JPMorgan Raises US Recession Probability To 35% By Year-End

JPMorgan has revised its forecast, predicting a 30% likelihood that the Federal Reserve and other central banks will maintain high interest rates for an extended period, down from a 50% probability just two months ago. JPMorgan Chase & Co. now projects a 35% chance of a US recession by the end of the year, up […]

JPMorgan
by Drishya Madhur - August 8, 2024, 11:42 am

JPMorgan has revised its forecast, predicting a 30% likelihood that the Federal Reserve and other central banks will maintain high interest rates for an extended period, down from a 50% probability just two months ago. JPMorgan Chase & Co. now projects a 35% chance of a US recession by the end of the year, up from 25% at the beginning of last month.

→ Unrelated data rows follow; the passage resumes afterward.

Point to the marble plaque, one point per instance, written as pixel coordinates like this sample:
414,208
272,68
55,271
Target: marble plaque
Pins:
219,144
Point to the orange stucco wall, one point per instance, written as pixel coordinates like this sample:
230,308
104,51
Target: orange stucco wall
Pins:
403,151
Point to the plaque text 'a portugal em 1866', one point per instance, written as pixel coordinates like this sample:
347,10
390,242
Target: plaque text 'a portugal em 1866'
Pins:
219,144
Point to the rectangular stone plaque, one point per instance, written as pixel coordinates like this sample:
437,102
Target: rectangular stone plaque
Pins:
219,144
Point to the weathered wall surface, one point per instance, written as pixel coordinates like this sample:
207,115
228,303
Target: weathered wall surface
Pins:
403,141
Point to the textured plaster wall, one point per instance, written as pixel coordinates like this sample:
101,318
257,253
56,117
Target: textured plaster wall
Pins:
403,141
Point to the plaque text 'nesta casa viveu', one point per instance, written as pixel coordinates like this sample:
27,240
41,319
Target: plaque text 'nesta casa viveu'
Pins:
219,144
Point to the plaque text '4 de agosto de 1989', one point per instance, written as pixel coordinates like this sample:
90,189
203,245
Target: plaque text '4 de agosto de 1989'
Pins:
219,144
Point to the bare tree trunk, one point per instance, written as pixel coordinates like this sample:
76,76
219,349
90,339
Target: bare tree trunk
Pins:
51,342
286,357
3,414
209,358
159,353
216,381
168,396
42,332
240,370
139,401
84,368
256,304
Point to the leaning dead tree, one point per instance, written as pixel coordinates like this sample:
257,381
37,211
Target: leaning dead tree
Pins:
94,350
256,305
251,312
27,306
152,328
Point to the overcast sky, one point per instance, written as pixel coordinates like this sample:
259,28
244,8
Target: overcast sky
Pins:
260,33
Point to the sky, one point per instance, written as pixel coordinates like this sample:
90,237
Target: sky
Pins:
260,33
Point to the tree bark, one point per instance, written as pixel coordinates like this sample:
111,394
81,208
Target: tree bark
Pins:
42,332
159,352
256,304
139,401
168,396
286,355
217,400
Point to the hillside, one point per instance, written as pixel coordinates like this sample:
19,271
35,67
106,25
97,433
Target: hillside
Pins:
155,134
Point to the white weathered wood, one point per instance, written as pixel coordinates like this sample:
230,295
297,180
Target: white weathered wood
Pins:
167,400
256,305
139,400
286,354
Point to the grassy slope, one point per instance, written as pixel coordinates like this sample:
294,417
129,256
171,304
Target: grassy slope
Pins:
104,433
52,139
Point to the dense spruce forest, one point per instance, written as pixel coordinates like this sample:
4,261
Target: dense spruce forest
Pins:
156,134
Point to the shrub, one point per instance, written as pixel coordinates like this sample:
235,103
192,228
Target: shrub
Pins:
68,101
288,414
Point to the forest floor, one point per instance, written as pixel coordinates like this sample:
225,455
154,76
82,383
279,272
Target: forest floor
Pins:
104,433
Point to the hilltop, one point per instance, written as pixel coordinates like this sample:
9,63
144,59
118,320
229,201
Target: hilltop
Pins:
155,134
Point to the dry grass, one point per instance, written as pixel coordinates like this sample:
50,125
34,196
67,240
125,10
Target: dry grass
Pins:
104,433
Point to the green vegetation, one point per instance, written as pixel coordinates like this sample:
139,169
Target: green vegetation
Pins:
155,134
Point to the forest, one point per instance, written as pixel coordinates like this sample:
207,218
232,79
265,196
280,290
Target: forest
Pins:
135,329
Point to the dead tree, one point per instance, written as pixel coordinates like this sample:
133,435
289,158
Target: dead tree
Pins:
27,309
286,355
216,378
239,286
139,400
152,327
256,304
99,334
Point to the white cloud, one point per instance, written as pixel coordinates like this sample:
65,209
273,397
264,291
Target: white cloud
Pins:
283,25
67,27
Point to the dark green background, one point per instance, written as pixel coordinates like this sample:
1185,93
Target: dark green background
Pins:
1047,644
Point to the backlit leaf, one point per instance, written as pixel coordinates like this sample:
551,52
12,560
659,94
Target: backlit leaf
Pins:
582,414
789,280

Recent US data indicates a sharper-than-expected weakening in labor demand and early signs of job cuts, according to JPMorgan economists led by Bruce Kasman. They also maintained the odds of a recession by the second half of 2025 at 45%.

“This modest increase in our assessment of recession risk contrasts with a more substantial reassessment we are making to the interest rate outlook,” Bloomberg quoted Kasman and his colleagues.

With inflation pressures in the US decreasing, JPMorgan expects the Federal Reserve to cut rates by half a percentage point in September and November. This adjustment in recession risk follows a similar move by Goldman Sachs Group Inc., which now projects a 25% probability of a recession in the next year.

The JPMorgan economists also noted that the realization of a “US/global recession” would “almost certainly produce a sharp and immediate easing” by central banks.

A weak jobs report and declining manufacturing activity in the world’s largest economy, coupled with poor forecasts from major US technology firms, pushed the Nasdaq 100 and the Nasdaq Composite into a correction last week. The disappointing jobs data also triggered the “Sahm Rule,” considered by many as a historically accurate recession indicator.

For over two years, the US Federal Reserve has been trying to balance raising interest rates to combat inflation while avoiding a recession. The triggering of the Sahm rule amplified recent concerns about a weak July jobs report. This metric, developed by economist Claudia Sahm, suggests that the current rise in unemployment might be an exception, potentially linked to the pandemic’s aftermath rather than a recession.

The Sahm rule signals a recession when the three-month moving average of the unemployment rate increases by 0.5% or more from its lowest point in the past year, indicating the start of an economic downturn.

Traders now see an 88% probability that the U.S. central bank will cut benchmark rates by 50 basis points in September, compared with an 11% chance seen last week, according to CME’s FedWatch Tool.